The number of therapy sessions varied according to the number of perpetuating factors (range: 5–26 1-hour sessions; mean: 12.5 sessions); results showed a clinically significant decrease in fatigue severity and functional impairment.
Activity and Rest
Health professionals can work with patients with cancer to develop an activity/rest program based on an assessment of the patient's fatigue patterns that allows the best use of the individual's energy. Any changes in daily routine require additional energy expenditure. Individuals with cancer should be advised about setting priorities and maintaining a reasonable schedule. Health professionals may assist patients by providing information on support services that are available to help with daily activities and responsibilities. An occupational therapy consultation can be of assistance in evaluating energy conservation methods. Sleep hygiene, including avoidance of lying in bed at times other than sleep, shortening naps to no more than 1 hour, avoiding distracting noise (e.g., television, radio) during sleep hours, and other measures may improve sleep and activity cycles.
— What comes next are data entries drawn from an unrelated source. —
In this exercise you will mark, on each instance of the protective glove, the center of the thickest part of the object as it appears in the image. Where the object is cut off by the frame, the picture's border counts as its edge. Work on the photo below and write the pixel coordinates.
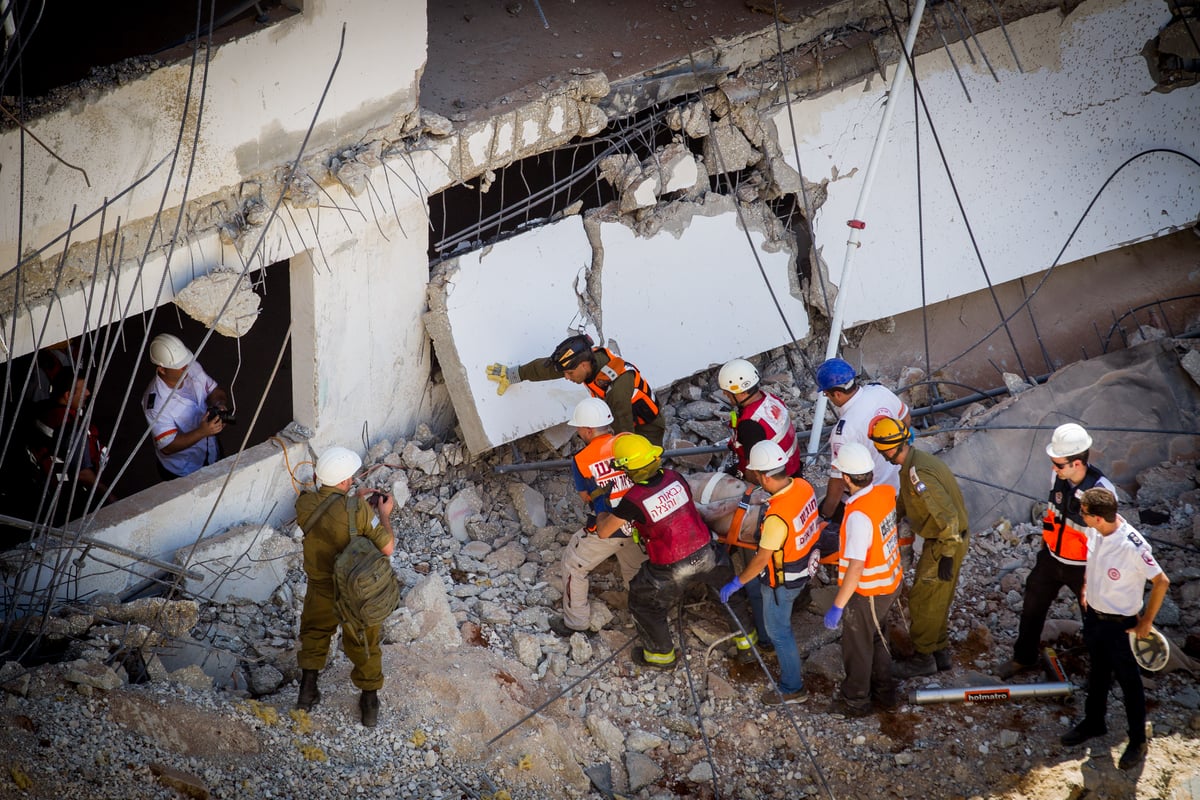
(503, 376)
(730, 588)
(945, 567)
(833, 617)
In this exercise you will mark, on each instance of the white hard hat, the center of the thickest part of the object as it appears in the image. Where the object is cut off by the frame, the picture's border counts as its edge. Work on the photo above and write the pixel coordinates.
(168, 352)
(737, 377)
(591, 413)
(853, 458)
(336, 464)
(1068, 440)
(766, 457)
(1151, 653)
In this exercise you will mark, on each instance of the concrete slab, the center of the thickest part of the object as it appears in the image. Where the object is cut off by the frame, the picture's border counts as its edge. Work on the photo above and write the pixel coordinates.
(1133, 391)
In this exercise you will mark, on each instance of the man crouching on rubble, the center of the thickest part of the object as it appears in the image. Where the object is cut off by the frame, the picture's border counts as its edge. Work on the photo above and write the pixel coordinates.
(324, 516)
(681, 549)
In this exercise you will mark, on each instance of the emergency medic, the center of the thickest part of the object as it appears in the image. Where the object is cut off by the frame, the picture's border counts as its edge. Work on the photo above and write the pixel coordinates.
(869, 578)
(857, 405)
(931, 501)
(1063, 554)
(756, 416)
(604, 373)
(600, 486)
(681, 548)
(1119, 564)
(787, 555)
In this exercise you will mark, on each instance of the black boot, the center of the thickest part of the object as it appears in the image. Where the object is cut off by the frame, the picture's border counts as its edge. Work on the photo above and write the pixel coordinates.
(310, 695)
(369, 704)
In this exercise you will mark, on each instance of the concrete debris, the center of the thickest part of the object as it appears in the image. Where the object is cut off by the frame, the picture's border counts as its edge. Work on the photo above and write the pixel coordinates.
(222, 300)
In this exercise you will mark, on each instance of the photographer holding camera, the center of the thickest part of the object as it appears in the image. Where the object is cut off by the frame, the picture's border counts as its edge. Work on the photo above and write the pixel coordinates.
(185, 409)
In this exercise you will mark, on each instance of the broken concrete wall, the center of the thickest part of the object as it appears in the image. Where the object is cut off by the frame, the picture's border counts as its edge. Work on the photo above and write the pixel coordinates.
(1027, 154)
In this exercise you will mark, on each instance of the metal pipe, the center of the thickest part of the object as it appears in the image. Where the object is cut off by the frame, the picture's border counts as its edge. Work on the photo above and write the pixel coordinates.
(983, 695)
(856, 224)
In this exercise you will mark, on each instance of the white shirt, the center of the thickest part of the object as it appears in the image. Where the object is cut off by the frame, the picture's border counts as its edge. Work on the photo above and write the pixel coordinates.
(168, 414)
(1119, 565)
(855, 425)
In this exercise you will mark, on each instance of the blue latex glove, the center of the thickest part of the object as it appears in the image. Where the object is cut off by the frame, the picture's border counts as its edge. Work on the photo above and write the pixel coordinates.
(833, 617)
(730, 588)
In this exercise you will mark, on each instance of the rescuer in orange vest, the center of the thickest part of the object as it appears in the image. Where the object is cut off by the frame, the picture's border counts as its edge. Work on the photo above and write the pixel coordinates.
(869, 577)
(604, 373)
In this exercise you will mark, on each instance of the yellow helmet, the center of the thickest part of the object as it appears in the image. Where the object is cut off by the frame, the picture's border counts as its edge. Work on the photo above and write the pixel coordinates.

Much of the management of chronic fatigue in people with cancer involves promoting adaptation and adjustment to the condition. The possibility that fatigue may be a chronic disability should be discussed. Although fatigue is frequently an expected, temporary side effect of treatment, the problem may persist if other factors continue to be present.
An important goal of management is to facilitate self-care for the person with cancer. Since fatigue is documented as the most commonly reported symptom in individuals receiving outpatient chemotherapy (81% of cancer patients report fatigue), a shift in responsibility for control of side effects from the health care professional to the individual is important. It is imperative that individuals with cancer are educated about fatigue before it occurs and are taught about self-care strategies necessary to manage fatigue.
Specific techniques for the management of fatigue include the following:
- Differentiation of fatigue from depression.
- Assessment for presence of correctable correlates or causes of fatigue (e.g., dehydration, electrolyte imbalance, dyspnea, anemia).
- Evaluation of patterns of rest and activity during the day as well as over time.
- Determination of the level of attentional fatigue and encouragement of the planned use of attention-restoring activities (e.g., walking, gardening, bird watching).
- Providing anticipatory guidance regarding the likelihood of experiencing fatigue, and the fatigue patterns associated with particular treatments.
- Encouragement of activity/planned exercise programs within individual limitations; making goals realistic by keeping in mind the state of disease and treatment regimens.
- Education of individuals and families about fatigue related to cancer and its treatment.
- Helping people with cancer and their families identify fatigue-promoting activities and develop specific strategies to modify these activities.
- Suggesting individualized environmental or activity changes that may offset fatigue.
- Maintaining adequate hydration and nutrition.
- Recommending physical therapy referral for people with specific neuromusculoskeletal deficits.
- Recommending respiratory therapy referral for people with dyspnea that is a contributing factor to fatigue.
- Scheduling important daily activities during times of least fatigue and eliminating nonessential, stress-producing activities.
- Addressing the negative impact of psychologic and social stressors and how to avoid or modify them.
- Evaluating the efficacy of fatigue interventions on a regular and systematic basis.